SINGAPORE - Advertising firm O2 Advertising was hit with a $10,000 fine last week for breaching data privacy laws by failing to secure the personal details of more than 1,000 individuals.

Singapore's privacy watchdog, the Personal Data Protection Commission (PDPC), released documents relating to this breach on its website on Friday (Sept 6).

According to the PDPC, the company had possession of data from an advertising campaign on behalf of a client, but did not stop the retention of such data when it was no longer required - an offence under the Personal Data Protection Act (PDPA).

This data include personally identifiable information like name, NRIC number, e-mail address, residential address and their mobile number.

It was stored in two databases: one containing the data of 403 people that was able to be publicly accessed, and the other which contained the data of 1,165 people and was "at risk of unauthorised access".
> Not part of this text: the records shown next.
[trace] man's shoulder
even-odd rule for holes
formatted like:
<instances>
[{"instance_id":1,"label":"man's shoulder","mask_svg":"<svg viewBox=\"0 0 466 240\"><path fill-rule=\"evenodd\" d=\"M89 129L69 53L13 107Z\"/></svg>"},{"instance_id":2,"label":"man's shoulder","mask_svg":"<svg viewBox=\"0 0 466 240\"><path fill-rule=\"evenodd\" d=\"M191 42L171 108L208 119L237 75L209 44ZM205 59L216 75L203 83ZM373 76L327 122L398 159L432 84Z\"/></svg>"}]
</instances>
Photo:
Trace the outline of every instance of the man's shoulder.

PDPC said that an individual had complained about the databases after he came across them when he conducted a search on Google using his name and NRIC number.
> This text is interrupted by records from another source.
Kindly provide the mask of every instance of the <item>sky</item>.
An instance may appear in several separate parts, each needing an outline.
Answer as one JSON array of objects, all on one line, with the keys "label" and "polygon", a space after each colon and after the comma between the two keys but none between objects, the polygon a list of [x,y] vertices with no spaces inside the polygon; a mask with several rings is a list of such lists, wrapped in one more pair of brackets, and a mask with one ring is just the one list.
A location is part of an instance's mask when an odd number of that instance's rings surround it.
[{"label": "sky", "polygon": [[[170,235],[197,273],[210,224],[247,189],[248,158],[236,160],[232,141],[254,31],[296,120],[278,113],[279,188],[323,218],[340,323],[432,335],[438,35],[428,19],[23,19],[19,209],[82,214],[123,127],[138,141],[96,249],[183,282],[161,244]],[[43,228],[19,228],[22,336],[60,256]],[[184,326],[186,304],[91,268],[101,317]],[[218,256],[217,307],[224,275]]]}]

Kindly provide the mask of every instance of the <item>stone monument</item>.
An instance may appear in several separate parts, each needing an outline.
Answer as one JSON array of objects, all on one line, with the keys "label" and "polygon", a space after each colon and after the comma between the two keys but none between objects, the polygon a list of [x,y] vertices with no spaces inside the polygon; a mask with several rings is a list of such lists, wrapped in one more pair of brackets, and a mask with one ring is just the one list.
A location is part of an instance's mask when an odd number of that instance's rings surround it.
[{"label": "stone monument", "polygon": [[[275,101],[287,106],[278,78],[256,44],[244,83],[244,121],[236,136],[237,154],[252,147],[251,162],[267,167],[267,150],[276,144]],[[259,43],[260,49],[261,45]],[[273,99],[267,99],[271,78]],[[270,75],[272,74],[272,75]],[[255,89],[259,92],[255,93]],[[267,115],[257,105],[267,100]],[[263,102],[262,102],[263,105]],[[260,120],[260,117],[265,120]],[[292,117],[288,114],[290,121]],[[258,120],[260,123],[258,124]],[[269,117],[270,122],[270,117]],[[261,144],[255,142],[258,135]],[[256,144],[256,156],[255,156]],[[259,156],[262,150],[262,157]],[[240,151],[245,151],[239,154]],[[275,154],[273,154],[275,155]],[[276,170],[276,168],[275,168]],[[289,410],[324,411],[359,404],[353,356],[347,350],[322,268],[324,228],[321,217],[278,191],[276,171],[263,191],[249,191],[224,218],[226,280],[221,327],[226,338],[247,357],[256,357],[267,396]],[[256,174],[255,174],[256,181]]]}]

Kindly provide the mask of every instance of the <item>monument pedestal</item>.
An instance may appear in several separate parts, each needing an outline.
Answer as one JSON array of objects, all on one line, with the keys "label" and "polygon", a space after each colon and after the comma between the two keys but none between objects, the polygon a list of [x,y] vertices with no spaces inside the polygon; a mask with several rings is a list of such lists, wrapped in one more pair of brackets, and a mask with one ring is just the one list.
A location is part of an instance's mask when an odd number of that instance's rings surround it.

In addition to the fine meted out on Aug 28, O2 Advertising was directed by the PDPC to appoint a data protection officer and put in place data protection policies and practices.

On Friday, the PDPC also released details of a $5,000 fine that was imposed on Aug 23 on employment agency Executive Link Services.

The organisation had failed to appoint a data protection officer and did not have written policies and practices necessary to ensure its compliance with the PDPA.

According to the commission, some time before June 8, a client of Executive Link Services had engaged a cyber-security company to conduct a scan of the Internet for "information relating to the client".

This cyber-security company found that it was able to access and retrieve copies of draft contracts of job candidates from the Executive Link Service's server.

PDPC said that the information of 367 individuals, which included their name, address, contact number, e-mail address, education level, salary expectation and employment history were exposed.

In July, five companies were hit with fines totalling $117,000 for breaching data privacy laws by failing to secure the personal details of their customers and employees.

This included the highest fine in six months of $54,000, which was levied on Horizon Fast Ferry. The firm provides ferry services between Singapore and Batam.

The highest fine the commission has imposed is $1 million.

SingHealth and Integrated Health Information Systems (IHiS) received the combined fine in January this year for their mistakes during last year's SingHealth data breach.

The cyber attack in June 2018 compromised the personal information of 1.5 million patients, including Prime Minister Lee Hsien Loong.